The other day a friend linked this twitter thread: https://twitter.com/RustedMoss/status/1678809365975793664
I thought it was fairly neat that just starting with one system, (hair physics), by throwing it into a bunch of proof-of-concept demos it started to become clear what it was actually useful for (grappling hook mechanic). It kind of reminded me of another short talk I had seen some time ago where a developer over 20 minutes ran through about a dozen different scrapped projects. They were all platformers and it was pretty clear by the end they were basically all stemming from a single “base project”.
In theory putting together a base for a platformer is pretty straightforward if you make some assumptions about the types of things all of the theoretical platformers you’d ever like to make need. For instance:
- Movement + Collision system
- Player controller (ideally pre-tweaked for good gamefeel)
- Animation state machine
- Loading/Moving between maps or levels
With some other optional nice-to-haves
- Health, game over screen
- A basic “enemy” entity (kills/damages you on contact)
- Combat system (hitboxes, animation frametimes, “hitstun”/gamefeel)
- Depending on the engine, you may need some integration with third-party tools like level editors and such too.

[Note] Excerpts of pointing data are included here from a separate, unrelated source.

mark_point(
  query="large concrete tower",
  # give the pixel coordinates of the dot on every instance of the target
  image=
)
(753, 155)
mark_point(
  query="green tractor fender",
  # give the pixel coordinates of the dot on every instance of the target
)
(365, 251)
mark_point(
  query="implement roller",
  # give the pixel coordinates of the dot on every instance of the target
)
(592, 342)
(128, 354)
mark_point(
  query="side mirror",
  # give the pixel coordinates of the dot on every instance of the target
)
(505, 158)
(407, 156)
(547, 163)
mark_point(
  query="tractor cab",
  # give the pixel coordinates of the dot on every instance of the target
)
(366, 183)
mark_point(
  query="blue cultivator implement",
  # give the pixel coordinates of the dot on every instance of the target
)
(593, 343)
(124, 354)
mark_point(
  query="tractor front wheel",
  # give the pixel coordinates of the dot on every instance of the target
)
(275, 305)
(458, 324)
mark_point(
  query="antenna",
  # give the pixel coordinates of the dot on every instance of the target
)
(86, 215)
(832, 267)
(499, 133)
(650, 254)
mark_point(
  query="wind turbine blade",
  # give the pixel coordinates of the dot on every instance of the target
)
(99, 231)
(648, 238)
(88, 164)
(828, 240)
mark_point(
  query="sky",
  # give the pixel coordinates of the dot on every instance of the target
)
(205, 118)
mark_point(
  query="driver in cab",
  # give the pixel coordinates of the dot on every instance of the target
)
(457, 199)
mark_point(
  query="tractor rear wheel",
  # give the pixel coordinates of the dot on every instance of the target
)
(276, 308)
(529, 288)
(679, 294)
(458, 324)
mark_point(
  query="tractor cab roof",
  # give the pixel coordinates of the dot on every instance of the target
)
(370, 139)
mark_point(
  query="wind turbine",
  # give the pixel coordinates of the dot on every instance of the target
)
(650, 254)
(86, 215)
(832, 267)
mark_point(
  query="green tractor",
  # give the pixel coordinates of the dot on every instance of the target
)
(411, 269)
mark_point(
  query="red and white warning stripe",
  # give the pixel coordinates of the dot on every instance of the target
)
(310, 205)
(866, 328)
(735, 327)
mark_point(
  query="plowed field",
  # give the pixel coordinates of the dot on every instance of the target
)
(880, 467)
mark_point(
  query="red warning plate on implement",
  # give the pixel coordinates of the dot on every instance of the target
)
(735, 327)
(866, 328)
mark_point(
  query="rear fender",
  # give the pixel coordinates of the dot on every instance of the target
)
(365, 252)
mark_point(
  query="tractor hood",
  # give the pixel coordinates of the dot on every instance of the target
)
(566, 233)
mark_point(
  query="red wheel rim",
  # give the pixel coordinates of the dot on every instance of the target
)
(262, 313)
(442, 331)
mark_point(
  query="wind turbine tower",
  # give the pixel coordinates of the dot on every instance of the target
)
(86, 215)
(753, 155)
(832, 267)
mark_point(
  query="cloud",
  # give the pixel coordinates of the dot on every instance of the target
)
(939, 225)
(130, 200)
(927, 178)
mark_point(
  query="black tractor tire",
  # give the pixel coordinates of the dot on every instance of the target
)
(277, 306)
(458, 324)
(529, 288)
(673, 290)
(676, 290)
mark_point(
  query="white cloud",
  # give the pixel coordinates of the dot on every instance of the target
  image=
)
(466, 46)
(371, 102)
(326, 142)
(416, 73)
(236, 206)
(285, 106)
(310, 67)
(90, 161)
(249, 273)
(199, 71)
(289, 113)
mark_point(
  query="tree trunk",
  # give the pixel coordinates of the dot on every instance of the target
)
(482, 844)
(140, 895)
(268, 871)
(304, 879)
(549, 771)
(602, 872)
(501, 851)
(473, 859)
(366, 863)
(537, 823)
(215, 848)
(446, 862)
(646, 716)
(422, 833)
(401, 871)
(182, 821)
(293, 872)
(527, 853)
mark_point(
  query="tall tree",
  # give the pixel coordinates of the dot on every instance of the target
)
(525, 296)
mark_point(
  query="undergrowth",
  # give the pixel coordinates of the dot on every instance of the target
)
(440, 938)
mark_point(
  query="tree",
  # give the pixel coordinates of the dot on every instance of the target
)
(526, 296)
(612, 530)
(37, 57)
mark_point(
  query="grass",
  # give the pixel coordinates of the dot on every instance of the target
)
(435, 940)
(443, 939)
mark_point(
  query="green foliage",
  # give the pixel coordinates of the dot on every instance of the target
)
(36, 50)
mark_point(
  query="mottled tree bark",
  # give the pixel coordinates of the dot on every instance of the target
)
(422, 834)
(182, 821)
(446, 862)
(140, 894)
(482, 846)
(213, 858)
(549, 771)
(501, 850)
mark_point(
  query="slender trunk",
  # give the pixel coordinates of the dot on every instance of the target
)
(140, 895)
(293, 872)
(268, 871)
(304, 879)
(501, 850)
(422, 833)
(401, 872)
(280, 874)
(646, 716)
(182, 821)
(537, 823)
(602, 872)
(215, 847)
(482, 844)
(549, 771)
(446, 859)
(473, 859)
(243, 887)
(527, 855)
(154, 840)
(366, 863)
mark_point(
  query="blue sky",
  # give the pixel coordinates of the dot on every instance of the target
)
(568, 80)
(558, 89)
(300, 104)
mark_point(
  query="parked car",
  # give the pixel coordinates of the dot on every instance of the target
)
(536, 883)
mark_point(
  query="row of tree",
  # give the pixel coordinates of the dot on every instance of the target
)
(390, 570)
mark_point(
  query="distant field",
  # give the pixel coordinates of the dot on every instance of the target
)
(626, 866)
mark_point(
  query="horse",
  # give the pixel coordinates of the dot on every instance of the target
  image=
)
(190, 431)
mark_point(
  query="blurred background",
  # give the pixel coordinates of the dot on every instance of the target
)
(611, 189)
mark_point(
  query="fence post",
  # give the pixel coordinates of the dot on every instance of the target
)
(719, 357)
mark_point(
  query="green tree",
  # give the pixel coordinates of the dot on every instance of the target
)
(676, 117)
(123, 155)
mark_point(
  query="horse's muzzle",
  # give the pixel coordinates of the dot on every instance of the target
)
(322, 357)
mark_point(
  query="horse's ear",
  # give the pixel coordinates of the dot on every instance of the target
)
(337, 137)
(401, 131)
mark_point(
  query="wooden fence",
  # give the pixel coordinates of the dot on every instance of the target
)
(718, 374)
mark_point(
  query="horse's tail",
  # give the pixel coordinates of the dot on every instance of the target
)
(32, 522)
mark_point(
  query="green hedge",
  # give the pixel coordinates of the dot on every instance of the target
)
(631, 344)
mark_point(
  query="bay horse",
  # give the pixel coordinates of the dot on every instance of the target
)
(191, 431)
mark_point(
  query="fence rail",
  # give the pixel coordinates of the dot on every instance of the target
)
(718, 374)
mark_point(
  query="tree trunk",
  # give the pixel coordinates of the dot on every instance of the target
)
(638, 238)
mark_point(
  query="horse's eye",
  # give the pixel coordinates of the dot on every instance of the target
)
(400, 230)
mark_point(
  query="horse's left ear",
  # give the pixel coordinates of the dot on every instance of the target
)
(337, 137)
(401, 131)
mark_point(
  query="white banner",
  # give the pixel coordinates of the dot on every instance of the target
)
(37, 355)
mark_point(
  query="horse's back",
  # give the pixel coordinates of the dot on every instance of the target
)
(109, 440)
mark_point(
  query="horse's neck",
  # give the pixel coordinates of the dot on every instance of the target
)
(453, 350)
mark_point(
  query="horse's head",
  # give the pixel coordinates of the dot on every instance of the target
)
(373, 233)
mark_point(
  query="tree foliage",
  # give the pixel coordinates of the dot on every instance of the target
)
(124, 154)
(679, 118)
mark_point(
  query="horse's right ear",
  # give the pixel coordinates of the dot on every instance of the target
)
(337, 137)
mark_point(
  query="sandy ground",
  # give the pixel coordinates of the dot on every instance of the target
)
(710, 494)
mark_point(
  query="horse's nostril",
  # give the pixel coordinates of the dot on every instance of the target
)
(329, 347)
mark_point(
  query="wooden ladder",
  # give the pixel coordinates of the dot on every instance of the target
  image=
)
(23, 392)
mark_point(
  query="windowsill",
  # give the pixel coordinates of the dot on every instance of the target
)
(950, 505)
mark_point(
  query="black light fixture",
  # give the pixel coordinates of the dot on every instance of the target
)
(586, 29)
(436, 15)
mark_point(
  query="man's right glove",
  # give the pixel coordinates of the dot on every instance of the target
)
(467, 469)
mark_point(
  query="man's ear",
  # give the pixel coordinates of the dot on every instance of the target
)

Obviously all of these things are pretty well documented and solved features for most game engines. That being said, implementing them in a way that your future self could reuse and iterate on is not always that well explained. I don’t think what I’m saying here is that revolutionary or anything, but I don’t think I’ve ever put something together that really functions well as a “base” like this. I think there are some architectural concerns that you have to work around that you wouldn’t necessarily think about if you had a singular vision for a game and tried to just quickly make THAT idea specifically. You might want to engineer as much as you can as “modules” - things you can plug in and out depending on what you actually need. No need for a combat system if your game is just insta-kill spikes you have to jump over, for example.
I’m sure a lot of devs already work in a way like this, but it’s totally a skill in it of itself to write code that is easy to recycle throughout the future. Part of why I think I have avoided this kind of development is that I do tend to stress on implementing things super “broadly” and delve into just refactoring every couple months, when the truth is you just aren’t able to write code that adapts to every single situation or requirement you might have.
It does sound really useful to have something like this where if I do get some spark for a game concept, I could spend a week just playing around making the singular feature I have an idea for, and trust the rest of the boilerplate mechanics already work to my liking. You could start up and completely scrap something new every week until you find something that feels cool enough to turn into a larger project. And as you build and release smaller games, your “base project” over time gets more and more refined with features, and players can track over time the way your concepts improve.
Platformers are pretty straightforward but I’d be pretty interested to see what an architecture like this looks like across other genres, too, like RPGs, zeldalikes, and such. It could also be neat to build out some sort of “general use” base for people, and do a kind of challenge where different groups try to expand on it in different directions, gamejam-style. I’d be interested to hear if you know any devs who have work well in this way, or if you have any thoughts on how you approach this kind of modularity?